We should add safeguards against this. We already have accounting for the number of edges traversed during visit, so the easiest first step would be adding a maximum number of edges traversed during a visit. It should be a configuration option for the service, not overridable a runtime.

Event Timeline

zack triaged this task as Normal priority.Mar 22 2021, 9:12 AM
zack created this task.

To be consistent with swh-storage, swh-graph should take a limit as query parameter, but not have a hardcoded upper bound for that limit.

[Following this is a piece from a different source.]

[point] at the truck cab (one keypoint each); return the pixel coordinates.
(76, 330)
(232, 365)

Instead, swh-web provides that upper bound.

zack renamed this task from graph service: add limit on the number of edges traversed to graph service: add anti-DoS limit on the number of edges traversed.Mar 22 2021, 9:43 AM
zack added a parent task: T2220: swh-graph in production.

I have two questions to make sure I understand well :

1/ If I wanted to reproduce a Ddos, I would have to do it on the whole dataset ? the py3k dataset is not big enough ?
2/ What we want is an argument on the visit requests of the REST API to limit the number of visited edges ? Or an argument at another level?

Thanks.

  1. I don't think you need to reproduce a DoS, just make sure we don't return more results than we should
  2. yes, a query parameter would be good

To complement what @vlorentz mentioned, we should actually stop the visit after the maximum number of edges has been reached, because it is keep doing the visit (no matter how many results are returned after it) that can DoS the swh-graph backend.

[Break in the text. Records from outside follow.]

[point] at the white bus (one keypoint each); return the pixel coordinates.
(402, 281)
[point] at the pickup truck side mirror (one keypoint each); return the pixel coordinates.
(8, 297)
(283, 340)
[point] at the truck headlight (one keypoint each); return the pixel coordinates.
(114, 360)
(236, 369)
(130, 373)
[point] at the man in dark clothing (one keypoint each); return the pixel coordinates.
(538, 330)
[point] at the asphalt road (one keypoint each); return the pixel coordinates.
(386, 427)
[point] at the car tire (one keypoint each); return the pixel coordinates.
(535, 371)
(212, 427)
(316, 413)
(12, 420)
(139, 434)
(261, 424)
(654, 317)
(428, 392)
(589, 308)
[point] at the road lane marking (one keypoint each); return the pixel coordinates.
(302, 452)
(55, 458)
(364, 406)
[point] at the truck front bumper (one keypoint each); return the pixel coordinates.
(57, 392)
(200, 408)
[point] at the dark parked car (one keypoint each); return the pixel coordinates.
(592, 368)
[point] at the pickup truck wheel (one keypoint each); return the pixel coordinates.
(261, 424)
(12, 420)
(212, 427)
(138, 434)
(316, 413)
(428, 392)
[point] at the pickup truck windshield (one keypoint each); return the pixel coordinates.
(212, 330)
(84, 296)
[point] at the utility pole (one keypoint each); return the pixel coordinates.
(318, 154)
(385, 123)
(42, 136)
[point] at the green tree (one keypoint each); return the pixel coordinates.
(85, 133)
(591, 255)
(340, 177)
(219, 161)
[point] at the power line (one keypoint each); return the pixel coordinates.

@vlorentz about the query parameters: should there be a default value for it or not? (We want this to be consistent with swh-storage, as you mentioned, but it's not clear to me if there's a default value in that case or not.)

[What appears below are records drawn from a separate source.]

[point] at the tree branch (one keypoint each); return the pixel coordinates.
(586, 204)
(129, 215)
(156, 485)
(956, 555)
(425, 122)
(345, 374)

should there be a default value for it or not? (We want this to be consistent with swh-storage

swh-storage is not consistent with itself, so either way is fine

ok, so @Hakimb: go for no default value. If the query param is not passed, the visit will not stop before the end. If it's given, it will stop once the limit is reached. Call the query param ?max_edges. You will find that the java code already keeps track of the number of edges traversed, so you should just need to compare with that.